Essays on state-space and regime-switching models in a high-dimensional setting
OA Version
Citation
Abstract
This dissertation consists of three chapters on high-dimensional Markov regime-switching and linear Gaussian state-space models.
The first chapter (coauthored with Zhongjun Qu) presents a modeling framework and estimation methods for detecting regime switching in high-dimensional data. Given that the maximum likelihood estimator fails to converge due to the high dimensionality of the parameter space, we develop an effective Gibbs sampling algorithm for estimation and inference. As an empirical application, we consider a dataset consisting of four groups of US aggregate macroeconomic variables and their disaggregate counterparts: industrial production, capacity utilization, nonfarm payroll employees, and hours worked. Our model produces smaller mean-squared forecasting errors than the corresponding aggregate model in most cases. It also provides forecasts for sub-series, which the aggregate model can not offer. Moreover, we find that our model's inference on probabilities of recessions is very close to the NBER's business cycle dating.
The second chapter examines several econometric issues related to data aggregation for linear Gaussian state-space models. It generalizes the aggregation results from autoregressive moving average (ARMA) models to linear Gaussian state-space models.
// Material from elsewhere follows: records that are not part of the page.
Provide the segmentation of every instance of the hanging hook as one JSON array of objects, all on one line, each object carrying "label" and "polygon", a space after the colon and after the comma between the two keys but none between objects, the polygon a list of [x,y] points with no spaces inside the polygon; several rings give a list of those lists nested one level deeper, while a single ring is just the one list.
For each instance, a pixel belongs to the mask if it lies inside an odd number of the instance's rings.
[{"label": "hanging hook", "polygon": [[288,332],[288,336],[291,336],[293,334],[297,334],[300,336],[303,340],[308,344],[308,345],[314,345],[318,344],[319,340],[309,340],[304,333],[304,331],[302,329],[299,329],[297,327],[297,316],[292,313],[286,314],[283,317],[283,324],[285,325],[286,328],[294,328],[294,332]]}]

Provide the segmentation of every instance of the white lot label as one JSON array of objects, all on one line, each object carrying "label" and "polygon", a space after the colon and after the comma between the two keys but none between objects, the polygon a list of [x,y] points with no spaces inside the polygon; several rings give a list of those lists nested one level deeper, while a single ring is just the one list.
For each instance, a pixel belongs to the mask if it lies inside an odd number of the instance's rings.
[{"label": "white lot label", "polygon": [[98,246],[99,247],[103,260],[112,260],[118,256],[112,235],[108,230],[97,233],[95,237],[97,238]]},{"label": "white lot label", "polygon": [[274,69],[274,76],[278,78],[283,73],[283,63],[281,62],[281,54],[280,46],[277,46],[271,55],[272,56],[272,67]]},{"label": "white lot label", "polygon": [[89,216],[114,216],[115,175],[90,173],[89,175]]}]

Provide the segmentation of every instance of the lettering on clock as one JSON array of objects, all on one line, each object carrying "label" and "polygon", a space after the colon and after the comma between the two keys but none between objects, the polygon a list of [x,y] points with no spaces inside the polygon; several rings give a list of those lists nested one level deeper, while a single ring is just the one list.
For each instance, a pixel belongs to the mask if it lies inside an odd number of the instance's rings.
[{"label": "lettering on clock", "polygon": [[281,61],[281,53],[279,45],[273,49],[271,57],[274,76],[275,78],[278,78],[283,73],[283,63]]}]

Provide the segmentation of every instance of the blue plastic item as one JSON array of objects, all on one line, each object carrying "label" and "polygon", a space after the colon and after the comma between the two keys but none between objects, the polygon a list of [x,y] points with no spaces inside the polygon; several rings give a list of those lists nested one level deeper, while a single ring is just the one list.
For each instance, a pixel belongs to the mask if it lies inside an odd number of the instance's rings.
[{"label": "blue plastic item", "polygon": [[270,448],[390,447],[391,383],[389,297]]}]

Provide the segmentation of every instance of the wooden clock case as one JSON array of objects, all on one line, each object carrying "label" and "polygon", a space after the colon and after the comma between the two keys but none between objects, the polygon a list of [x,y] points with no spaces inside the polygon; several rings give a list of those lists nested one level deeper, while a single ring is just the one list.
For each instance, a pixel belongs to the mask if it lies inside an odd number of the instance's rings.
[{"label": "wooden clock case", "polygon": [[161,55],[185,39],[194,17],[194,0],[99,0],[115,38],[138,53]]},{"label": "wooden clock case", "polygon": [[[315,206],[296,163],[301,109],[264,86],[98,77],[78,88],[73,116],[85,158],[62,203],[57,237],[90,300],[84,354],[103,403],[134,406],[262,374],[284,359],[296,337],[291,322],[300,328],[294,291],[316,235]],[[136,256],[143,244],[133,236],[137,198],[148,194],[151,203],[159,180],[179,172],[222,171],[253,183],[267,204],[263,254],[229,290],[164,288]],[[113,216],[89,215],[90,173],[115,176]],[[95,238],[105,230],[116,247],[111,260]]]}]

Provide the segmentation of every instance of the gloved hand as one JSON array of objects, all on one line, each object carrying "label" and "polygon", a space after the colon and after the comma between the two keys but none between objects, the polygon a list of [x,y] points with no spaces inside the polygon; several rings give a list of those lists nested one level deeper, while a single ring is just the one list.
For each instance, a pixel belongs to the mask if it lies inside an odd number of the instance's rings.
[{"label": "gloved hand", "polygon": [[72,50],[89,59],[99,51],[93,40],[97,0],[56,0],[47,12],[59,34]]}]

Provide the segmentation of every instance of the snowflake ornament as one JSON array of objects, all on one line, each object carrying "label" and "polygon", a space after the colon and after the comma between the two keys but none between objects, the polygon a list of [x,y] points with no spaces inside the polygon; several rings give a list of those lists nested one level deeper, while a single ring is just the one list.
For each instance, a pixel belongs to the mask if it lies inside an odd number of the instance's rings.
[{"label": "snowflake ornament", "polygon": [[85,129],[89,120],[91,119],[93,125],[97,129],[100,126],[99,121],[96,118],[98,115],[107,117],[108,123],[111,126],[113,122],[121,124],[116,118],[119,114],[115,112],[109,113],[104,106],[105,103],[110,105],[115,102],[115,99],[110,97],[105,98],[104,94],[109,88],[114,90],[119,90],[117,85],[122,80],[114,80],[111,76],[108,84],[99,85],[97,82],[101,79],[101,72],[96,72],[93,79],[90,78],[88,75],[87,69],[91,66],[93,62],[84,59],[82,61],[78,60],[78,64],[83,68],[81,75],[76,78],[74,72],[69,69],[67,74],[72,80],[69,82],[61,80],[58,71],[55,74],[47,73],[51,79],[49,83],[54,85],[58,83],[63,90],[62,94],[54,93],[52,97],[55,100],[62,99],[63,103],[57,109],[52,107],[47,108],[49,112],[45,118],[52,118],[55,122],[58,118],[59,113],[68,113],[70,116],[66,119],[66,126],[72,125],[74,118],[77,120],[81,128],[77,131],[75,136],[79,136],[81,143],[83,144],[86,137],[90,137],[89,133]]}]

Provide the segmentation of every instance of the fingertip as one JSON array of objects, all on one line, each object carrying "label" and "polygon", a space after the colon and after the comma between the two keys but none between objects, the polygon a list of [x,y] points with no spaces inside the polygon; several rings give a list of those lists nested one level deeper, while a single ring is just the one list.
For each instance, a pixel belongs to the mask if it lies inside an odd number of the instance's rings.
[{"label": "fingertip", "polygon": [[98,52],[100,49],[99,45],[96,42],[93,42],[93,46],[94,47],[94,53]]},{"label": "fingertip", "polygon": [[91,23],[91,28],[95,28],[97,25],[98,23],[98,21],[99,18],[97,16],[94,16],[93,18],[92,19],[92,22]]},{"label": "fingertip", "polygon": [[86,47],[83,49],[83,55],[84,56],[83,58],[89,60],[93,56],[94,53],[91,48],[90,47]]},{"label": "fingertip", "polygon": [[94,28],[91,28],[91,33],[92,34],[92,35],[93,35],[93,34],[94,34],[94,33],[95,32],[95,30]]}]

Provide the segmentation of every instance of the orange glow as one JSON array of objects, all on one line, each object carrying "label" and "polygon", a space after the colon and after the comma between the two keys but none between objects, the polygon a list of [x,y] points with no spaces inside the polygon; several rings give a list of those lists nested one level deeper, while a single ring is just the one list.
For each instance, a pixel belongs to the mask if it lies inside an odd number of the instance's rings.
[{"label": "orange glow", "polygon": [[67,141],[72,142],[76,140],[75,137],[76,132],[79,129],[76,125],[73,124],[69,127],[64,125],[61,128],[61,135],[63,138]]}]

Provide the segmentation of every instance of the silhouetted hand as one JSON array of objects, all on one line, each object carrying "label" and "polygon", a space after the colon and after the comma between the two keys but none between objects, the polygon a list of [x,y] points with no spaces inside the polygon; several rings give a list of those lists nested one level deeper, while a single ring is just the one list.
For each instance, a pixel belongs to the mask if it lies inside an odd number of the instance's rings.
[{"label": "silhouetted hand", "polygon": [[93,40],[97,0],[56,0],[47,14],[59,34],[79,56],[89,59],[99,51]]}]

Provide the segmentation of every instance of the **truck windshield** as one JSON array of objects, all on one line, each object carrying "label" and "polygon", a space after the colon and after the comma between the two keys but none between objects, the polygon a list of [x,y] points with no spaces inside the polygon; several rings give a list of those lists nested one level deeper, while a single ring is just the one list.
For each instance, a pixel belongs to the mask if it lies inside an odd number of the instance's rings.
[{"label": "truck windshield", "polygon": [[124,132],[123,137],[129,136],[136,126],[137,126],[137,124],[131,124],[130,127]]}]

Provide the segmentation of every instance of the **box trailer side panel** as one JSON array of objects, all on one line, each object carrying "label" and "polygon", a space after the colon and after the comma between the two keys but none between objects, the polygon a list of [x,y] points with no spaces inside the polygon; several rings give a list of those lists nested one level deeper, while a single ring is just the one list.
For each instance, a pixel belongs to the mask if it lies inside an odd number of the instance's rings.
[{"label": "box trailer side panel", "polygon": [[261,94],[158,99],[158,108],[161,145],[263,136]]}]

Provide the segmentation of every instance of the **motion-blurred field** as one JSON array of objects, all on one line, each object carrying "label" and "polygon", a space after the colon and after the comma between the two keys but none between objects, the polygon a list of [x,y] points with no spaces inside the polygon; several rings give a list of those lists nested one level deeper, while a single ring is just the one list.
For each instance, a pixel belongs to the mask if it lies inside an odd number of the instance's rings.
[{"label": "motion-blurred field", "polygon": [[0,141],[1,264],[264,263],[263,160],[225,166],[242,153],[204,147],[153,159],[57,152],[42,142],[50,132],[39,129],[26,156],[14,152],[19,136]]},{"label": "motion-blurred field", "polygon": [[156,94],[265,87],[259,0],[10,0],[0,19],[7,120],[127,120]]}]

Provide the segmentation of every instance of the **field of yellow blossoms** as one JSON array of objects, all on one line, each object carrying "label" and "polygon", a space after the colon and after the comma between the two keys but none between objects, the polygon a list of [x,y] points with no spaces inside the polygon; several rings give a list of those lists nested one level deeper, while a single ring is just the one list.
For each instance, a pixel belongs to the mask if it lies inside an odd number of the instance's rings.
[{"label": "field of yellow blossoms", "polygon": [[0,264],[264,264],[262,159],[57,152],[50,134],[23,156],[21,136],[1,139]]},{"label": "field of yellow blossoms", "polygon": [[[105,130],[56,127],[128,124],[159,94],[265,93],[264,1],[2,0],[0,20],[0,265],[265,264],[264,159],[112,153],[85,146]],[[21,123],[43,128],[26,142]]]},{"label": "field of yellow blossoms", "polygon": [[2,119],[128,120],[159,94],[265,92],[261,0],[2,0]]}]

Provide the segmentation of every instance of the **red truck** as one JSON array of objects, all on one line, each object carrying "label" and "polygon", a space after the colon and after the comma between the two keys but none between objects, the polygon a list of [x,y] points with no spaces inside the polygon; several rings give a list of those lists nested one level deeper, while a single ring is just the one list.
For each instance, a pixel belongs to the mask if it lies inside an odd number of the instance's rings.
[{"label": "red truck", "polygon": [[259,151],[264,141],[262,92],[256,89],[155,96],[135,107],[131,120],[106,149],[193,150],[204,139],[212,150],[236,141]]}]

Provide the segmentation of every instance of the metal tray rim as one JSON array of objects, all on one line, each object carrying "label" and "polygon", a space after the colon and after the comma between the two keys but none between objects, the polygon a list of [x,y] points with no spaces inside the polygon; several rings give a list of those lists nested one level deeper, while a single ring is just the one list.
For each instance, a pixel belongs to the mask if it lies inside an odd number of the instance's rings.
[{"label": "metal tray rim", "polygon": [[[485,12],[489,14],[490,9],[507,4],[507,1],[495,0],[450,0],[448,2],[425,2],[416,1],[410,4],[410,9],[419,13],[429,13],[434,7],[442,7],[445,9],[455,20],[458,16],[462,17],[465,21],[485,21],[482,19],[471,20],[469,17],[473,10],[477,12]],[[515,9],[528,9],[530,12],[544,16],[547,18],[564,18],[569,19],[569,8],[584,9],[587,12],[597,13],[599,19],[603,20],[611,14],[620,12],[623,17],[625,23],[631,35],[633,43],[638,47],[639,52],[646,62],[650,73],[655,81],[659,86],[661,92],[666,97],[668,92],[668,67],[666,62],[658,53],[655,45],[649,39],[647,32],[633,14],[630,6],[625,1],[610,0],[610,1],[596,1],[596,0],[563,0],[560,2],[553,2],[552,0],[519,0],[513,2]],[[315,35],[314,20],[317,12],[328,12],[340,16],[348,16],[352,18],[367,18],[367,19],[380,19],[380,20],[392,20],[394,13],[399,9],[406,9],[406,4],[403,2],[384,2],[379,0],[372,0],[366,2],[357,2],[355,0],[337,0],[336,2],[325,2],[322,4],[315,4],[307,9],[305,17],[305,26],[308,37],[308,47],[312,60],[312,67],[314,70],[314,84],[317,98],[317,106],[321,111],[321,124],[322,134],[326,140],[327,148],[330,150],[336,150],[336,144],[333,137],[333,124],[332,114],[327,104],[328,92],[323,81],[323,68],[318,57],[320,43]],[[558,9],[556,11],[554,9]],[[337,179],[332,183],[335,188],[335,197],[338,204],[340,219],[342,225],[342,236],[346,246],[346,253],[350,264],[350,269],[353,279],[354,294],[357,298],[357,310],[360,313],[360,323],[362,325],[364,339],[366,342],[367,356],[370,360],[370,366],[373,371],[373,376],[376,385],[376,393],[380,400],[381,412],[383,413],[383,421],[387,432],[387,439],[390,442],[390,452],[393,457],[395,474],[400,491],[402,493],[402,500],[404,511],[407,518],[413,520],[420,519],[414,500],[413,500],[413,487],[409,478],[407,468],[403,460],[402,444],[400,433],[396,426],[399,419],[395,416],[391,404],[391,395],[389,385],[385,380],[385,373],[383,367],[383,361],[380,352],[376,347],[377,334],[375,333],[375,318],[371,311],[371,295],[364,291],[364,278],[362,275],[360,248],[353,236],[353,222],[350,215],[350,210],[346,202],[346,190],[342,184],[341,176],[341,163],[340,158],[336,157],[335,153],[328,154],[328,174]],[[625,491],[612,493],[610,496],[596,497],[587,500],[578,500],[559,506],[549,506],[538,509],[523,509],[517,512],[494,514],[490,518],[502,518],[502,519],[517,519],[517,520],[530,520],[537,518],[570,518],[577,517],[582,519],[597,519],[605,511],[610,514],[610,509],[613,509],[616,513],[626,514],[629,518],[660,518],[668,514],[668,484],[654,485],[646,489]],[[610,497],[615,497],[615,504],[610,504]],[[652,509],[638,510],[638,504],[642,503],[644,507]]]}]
Also, it provides new theoretical results for inference on state variables, highlighting the channels through which the disaggregate model achieves better estimates than the aggregate model. Monte Carlo simulations confirm the theoretical results. An empirical application to aggregate and disaggregate unemployment data reveals the extent of the information loss caused by aggregation.
The third chapter generalizes the first chapter's framework to allow mixed sampling frequencies. We propose a data-driven model and estimate it using the Gibbs sampler. From simulations, we demonstrate that the mixed-frequency model outperforms the model with only high-frequency processes when estimating the state variable. As an empirical application, we consider a dataset with monthly employment and quarterly industrial production, quarterly capacity utilization, and quarterly hours worked. We find that our mixed-frequency Markov regime-switching model outperforms the classic single-frequency Markov regime-switching model to estimate the US monthly business cycles at the aggregate level.